No, this is a game you play for the challenging turn-based combat. I would say it aims for a mid-point between the streamlined fights of the Dragon Quest series and grid-based tactics games like the Fire Emblem series. Your control in battle is picking an attack per character from a menu and watching them play out. It's simple and fast enough that you can play dozens of random battles in a typical session, but with enough complexity that things can go wrong and make you stop to think about equipment loadout, damage types, status effects, formations, etc. The game does not feel "grindy" per se, because you always want to be working towards quest objectives (to unlock new classes and improve your empire's income) but the distribution of battles in the way is pretty dense. Like combat, character progression likewise has a simple bottom line--if you use your weapons and spells to win battles, you will gradually get stronger and wealthier--but the precise details make it tricky to optimize. A great deal of this is opaque to you in the game itself, and I can't tell if the game wants you to experiment and analyze or just rely on intuition. Regardless, there's an excellent technical guide by Nicolas Codron that you can refer to if you ever feel stuck or want to look under the hood.

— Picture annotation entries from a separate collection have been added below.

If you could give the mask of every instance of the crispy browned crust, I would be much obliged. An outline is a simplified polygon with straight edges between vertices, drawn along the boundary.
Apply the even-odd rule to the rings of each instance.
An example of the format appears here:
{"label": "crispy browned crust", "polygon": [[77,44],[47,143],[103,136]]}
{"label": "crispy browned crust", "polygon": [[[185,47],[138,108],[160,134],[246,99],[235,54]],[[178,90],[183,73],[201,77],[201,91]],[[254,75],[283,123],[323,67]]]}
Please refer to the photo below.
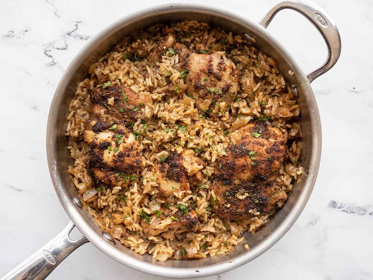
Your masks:
{"label": "crispy browned crust", "polygon": [[176,41],[176,38],[173,34],[168,34],[161,39],[157,47],[150,55],[149,59],[152,63],[160,61],[162,56],[168,50]]}
{"label": "crispy browned crust", "polygon": [[[167,208],[162,208],[160,217],[157,218],[163,220],[171,215],[171,211]],[[155,214],[153,214],[153,215]],[[142,219],[140,223],[141,227],[144,233],[149,236],[156,235],[166,232],[169,230],[174,235],[179,234],[187,230],[193,230],[194,231],[198,230],[200,226],[198,216],[193,209],[191,209],[186,213],[182,214],[180,210],[175,213],[173,217],[178,219],[178,221],[173,221],[169,225],[162,229],[154,228],[149,224],[147,224],[144,219]]]}
{"label": "crispy browned crust", "polygon": [[[260,133],[258,138],[253,136]],[[258,121],[229,136],[231,143],[226,149],[228,156],[218,162],[216,180],[212,186],[218,214],[222,218],[242,219],[253,216],[250,210],[269,212],[286,198],[285,192],[274,186],[286,152],[282,133]],[[256,153],[250,155],[253,152]],[[238,199],[236,196],[240,191],[250,196]]]}
{"label": "crispy browned crust", "polygon": [[[123,102],[123,93],[125,103]],[[113,105],[107,103],[107,99],[112,97],[114,99]],[[99,87],[93,92],[91,98],[94,117],[100,121],[108,122],[114,121],[116,124],[126,124],[135,122],[138,119],[145,118],[142,111],[145,106],[152,103],[151,98],[148,94],[136,93],[129,88],[122,85],[105,88]],[[137,109],[134,111],[135,106],[137,106]],[[121,110],[123,112],[121,112]]]}

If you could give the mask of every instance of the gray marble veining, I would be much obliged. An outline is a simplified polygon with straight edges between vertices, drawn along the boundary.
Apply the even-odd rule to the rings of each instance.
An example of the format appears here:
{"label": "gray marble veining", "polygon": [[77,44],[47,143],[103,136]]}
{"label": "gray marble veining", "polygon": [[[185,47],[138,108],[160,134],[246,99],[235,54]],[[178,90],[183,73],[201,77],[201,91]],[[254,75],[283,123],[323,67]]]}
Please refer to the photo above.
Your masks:
{"label": "gray marble veining", "polygon": [[[86,42],[107,24],[142,7],[168,1],[15,0],[2,3],[0,274],[49,240],[68,221],[52,186],[45,151],[48,111],[65,69]],[[323,137],[313,192],[294,226],[267,252],[241,267],[207,279],[373,278],[373,3],[317,1],[336,22],[342,52],[335,66],[312,84]],[[204,2],[258,20],[275,1]],[[305,72],[326,57],[318,33],[294,12],[280,12],[269,29]],[[88,244],[48,279],[160,278],[126,267]]]}

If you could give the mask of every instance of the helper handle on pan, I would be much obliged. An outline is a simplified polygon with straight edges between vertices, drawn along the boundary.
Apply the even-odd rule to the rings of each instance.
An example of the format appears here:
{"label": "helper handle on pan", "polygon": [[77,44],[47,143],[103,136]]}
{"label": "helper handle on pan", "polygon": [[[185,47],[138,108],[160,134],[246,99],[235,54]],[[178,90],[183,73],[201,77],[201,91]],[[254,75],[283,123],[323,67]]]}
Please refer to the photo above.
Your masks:
{"label": "helper handle on pan", "polygon": [[88,242],[84,236],[74,240],[70,239],[69,234],[75,226],[70,221],[54,238],[0,278],[0,280],[45,279],[70,253]]}
{"label": "helper handle on pan", "polygon": [[289,1],[281,2],[271,9],[259,24],[267,28],[277,13],[284,9],[299,12],[307,18],[317,29],[325,41],[328,49],[328,57],[323,65],[307,75],[310,83],[332,67],[341,54],[341,37],[334,22],[326,12],[317,4],[306,0],[302,2]]}

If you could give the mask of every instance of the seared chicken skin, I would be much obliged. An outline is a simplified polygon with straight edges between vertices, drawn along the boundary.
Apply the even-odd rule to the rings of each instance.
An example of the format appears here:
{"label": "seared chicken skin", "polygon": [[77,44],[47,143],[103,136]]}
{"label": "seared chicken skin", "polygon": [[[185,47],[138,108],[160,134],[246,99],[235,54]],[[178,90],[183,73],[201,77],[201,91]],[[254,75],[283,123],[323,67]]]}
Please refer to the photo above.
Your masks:
{"label": "seared chicken skin", "polygon": [[[286,151],[282,134],[261,122],[249,123],[229,135],[231,143],[215,168],[212,189],[221,218],[244,219],[252,210],[270,212],[286,195],[275,184]],[[250,211],[250,210],[251,210]]]}
{"label": "seared chicken skin", "polygon": [[150,55],[151,61],[159,61],[172,47],[178,55],[181,69],[189,71],[185,80],[187,92],[198,99],[197,104],[200,109],[206,110],[211,102],[225,102],[229,104],[233,102],[238,90],[239,72],[225,52],[196,53],[176,41],[172,34],[162,38]]}
{"label": "seared chicken skin", "polygon": [[[123,94],[126,101],[131,102],[123,104]],[[127,88],[116,86],[98,89],[92,95],[93,113],[85,123],[84,138],[90,146],[90,172],[98,182],[126,186],[131,175],[138,174],[144,168],[142,146],[124,125],[142,117],[138,110],[132,109],[134,94]],[[113,100],[109,102],[113,101],[114,105],[108,104],[108,99],[112,97]],[[148,100],[144,96],[139,100]]]}
{"label": "seared chicken skin", "polygon": [[130,88],[115,85],[99,87],[91,96],[92,112],[98,119],[110,123],[128,124],[147,118],[144,111],[151,111],[151,98],[148,93],[136,93]]}
{"label": "seared chicken skin", "polygon": [[181,154],[172,152],[165,161],[156,164],[153,171],[159,183],[158,192],[160,195],[168,196],[173,195],[175,192],[188,190],[190,183],[202,179],[200,171],[189,171],[193,167],[199,170],[206,166],[203,161],[193,155],[194,153],[189,149]]}
{"label": "seared chicken skin", "polygon": [[[144,233],[149,236],[154,236],[162,233],[166,233],[167,235],[167,238],[172,239],[176,235],[187,230],[196,230],[200,228],[198,216],[193,209],[184,214],[182,213],[181,210],[179,210],[172,215],[171,210],[166,208],[162,208],[160,213],[158,215],[158,217],[157,217],[156,214],[152,214],[150,218],[154,216],[156,218],[151,224],[150,219],[142,219],[140,223]],[[173,218],[170,218],[171,217]],[[171,218],[172,221],[171,223],[164,228],[157,228],[157,225],[160,224],[161,221],[167,217]]]}

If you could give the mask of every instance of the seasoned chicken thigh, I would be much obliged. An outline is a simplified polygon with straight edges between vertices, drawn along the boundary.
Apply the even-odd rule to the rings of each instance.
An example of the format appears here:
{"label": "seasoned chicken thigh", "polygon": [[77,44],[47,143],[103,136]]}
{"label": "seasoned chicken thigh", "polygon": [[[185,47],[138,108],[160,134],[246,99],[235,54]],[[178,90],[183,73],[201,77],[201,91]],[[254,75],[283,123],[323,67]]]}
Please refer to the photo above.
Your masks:
{"label": "seasoned chicken thigh", "polygon": [[254,209],[269,212],[286,198],[275,184],[286,150],[282,134],[258,122],[240,128],[229,137],[228,156],[219,161],[212,186],[218,214],[222,218],[242,219],[252,217]]}
{"label": "seasoned chicken thigh", "polygon": [[[144,233],[149,236],[165,233],[167,234],[167,238],[172,239],[177,234],[190,230],[197,230],[200,228],[200,225],[198,220],[198,216],[193,209],[191,209],[186,213],[182,213],[179,210],[173,215],[172,215],[171,211],[166,208],[162,208],[160,211],[160,214],[153,214],[147,219],[143,219],[141,221],[141,227]],[[151,220],[155,217],[155,220],[150,224]],[[172,218],[171,218],[172,217]],[[161,221],[166,219],[170,219],[171,223],[165,226],[162,225]]]}
{"label": "seasoned chicken thigh", "polygon": [[154,166],[153,174],[159,184],[158,191],[160,196],[168,196],[173,195],[175,192],[188,190],[190,183],[201,179],[199,170],[206,167],[206,164],[194,156],[194,152],[186,149],[181,154],[171,153],[165,161]]}
{"label": "seasoned chicken thigh", "polygon": [[[83,136],[90,146],[90,172],[106,184],[126,186],[130,175],[138,174],[144,168],[142,146],[125,125],[143,116],[140,108],[133,110],[134,100],[148,105],[151,100],[145,95],[137,100],[135,96],[120,86],[100,88],[92,94],[93,113],[85,123]],[[143,109],[145,105],[140,106]]]}
{"label": "seasoned chicken thigh", "polygon": [[151,116],[152,100],[148,93],[136,93],[130,88],[115,85],[98,88],[91,96],[92,112],[99,120],[116,124],[135,122]]}
{"label": "seasoned chicken thigh", "polygon": [[189,71],[185,80],[187,92],[196,98],[200,109],[206,110],[211,103],[232,102],[238,90],[239,72],[225,52],[196,53],[176,41],[172,34],[163,38],[151,55],[151,60],[159,61],[172,47],[178,55],[181,68]]}

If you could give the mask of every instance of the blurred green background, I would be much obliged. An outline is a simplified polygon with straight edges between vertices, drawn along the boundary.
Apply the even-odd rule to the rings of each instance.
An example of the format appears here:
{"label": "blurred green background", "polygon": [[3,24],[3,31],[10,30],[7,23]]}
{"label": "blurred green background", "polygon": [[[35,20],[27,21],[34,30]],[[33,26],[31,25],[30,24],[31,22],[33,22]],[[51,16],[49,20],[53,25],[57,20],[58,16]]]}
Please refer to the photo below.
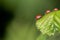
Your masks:
{"label": "blurred green background", "polygon": [[[0,0],[5,10],[14,14],[14,19],[6,28],[4,40],[36,40],[40,35],[35,25],[35,16],[46,10],[60,9],[58,0]],[[48,40],[60,40],[51,38]]]}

A big factor in whether you will enjoy this game is its UX, which is unfortunately very 1993. The good news is that in its remastered form (I played on the Switch), the game is forgiving enough to autosave at the end of every battle victory. You'll basically never lose progress. Huzzah! The bad news is that this game wants you to change your party to adapt to the challenges of different dungeons, but provides no way to kick people out of a party you have formed. You have to intentionally get everybody killed, and that feels awful. When you're forming a new party (you'll need to, several times) there's no way to start from a previous loadout. Let's say you're forming a new party and want to add an archer similar to their deceased predecessor. You first need to talk to the NPC associated with that class--this might be the ranger in your home castle, or it might be the hunter in a remote village half-way across the world, which you access by fast travel but need to walk to a nearby port to escape. Then you have to talk to the NPC that manages your item storage to pull out the bow, armor, helm, etc you want them to use. (I hope you remember which ones you like, and don't forget that gloves impose a huge accuracy penalty on bows.) Then you have to talk to the NPC that lets you learn weapon techs mastered by previous generations. THEN you have to talk to up to three different spellcasting NPCs to load up the eight support spells you want your archer to have, one spell at a time. At no point in this process can you say, "give me this bundle of spells I used last time." Multiply this by five, and you have a huge block of mandatory prep work you need before heading back out into the field.

There are other UI quibbles--it's hard to determine attack effects from reading a scrolling marquee, there's no clear value that shows how powerful one move is relative to the next, armor only shows "slash defense" and hides its defense against the three other physical damage types. The remastered game runs at 30 FPS, which makes moving around and handling menus slightly less responsive than it ought to be. These are annoying flaws, but they're forgivable if you can accept the big process of setting up your characters. I wouldn't call RS2 a must-play import classic, but there is a lot here to enjoy for the right kind of player.

It's a good game if you somehow enjoy not getting food and water.

There is a lot to learn, and the barrier of entry can be pretty steep, but those patient enough to learn its ways will be rewarded with a very unique RPG experience.

This game is pretty rad but swapping party members is annoying, and if you don't abuse magic early it can really punish you later.